Entre los dirigentes más afines al ex secretario general del PSOE, Pedro Sánchez, ha cundido mucho más que el desánimo. De “depresión profunda” lo calificaba alguno de ellos a la salida de la Cámara.

Y entre los diputados dispuestos a votar este sábado a favor de la abstención –un hecho sin precedentes en la historia de este país–, la sensación es casi peor. La resignación se disputa el protagonismo con el asombro y la perplejidad. Más bien la palabra que aglutina el estado de ánimo en la bancada socialista es desolación, amén de una tristeza e impotencia monumentales.

El portavoz socialista intentó una y otra vez convencer de que el “sentido de la responsabilidad” ha sido el que realmente ha obligado al PSOE a tomar esta decisión traumática. Sin éxito. No consiguió el tono “de oposición” que pretendía. Los verdaderos momentos de tensión parlamentaria entre el candidato popular y sus adversarios solo se pudieron palpar cuando el líder de Podemos tomaba la palabra. Era entonces cuando Rajoy debía emplearse a fondo para contrarrestar las embestidas de Iglesias.

 

Abandono de la Cámara

Se puede decir más claro: el verdadero ‘coco’ del PP para esta nueva e intensa legislatura que ha echado a andar será sin duda la formación morada, que protagonizó momentos duros. Antes de la primera votación, sus 67 diputados en bloque abandonaron la Cámara como protesta por no concederle la presidenta un turno de palabra a Iglesias. El líder morado pedía responder a unas acusaciones del portavoz popular, Rafael Hernando, que le acusaba de usar el nombre de España “para ponerse a la venta de dictadores y regímenes extranjeros como Venezuela e Irán”, como expresó a través de Twitter.

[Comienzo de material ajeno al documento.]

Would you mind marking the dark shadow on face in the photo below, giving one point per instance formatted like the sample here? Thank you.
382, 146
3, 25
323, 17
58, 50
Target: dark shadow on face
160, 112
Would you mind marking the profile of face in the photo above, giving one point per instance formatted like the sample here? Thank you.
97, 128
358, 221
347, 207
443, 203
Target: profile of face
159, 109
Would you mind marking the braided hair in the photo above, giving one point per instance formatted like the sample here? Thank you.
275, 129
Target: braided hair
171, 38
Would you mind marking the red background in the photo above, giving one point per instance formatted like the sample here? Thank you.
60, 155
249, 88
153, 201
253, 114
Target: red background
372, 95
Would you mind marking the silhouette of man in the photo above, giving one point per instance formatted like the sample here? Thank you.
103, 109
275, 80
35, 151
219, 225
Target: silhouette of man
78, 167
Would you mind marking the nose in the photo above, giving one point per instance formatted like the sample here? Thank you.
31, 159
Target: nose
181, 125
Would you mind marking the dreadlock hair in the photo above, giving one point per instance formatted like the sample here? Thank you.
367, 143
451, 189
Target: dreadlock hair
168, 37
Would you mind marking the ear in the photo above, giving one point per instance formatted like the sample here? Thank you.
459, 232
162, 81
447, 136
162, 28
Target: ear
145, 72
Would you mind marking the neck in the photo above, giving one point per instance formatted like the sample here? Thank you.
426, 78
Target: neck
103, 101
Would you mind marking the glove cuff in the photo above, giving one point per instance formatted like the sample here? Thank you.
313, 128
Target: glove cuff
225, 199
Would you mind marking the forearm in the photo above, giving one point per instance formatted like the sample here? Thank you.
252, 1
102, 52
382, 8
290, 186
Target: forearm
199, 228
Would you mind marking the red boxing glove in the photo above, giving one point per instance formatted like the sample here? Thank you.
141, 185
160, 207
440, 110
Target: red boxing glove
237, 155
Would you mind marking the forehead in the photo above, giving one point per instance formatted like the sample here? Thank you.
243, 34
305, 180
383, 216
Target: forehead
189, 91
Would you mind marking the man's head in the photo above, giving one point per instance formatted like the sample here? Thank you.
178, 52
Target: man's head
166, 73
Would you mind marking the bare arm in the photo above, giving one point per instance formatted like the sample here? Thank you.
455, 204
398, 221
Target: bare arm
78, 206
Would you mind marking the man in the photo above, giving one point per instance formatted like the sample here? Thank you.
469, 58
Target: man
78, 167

El PP ha escenificado así la amortización total del PSOE. Y lo ha hecho a las primeras de cambio, casi sin despeinarse. Una vez logrado el compromiso de su abstención sin condiciones, los populares tendrán sin duda en Podemos ese hueso duro de roer que pondrá en guardia a sus más fieles contra los peligros y supuestas malas compañías de la formación morada.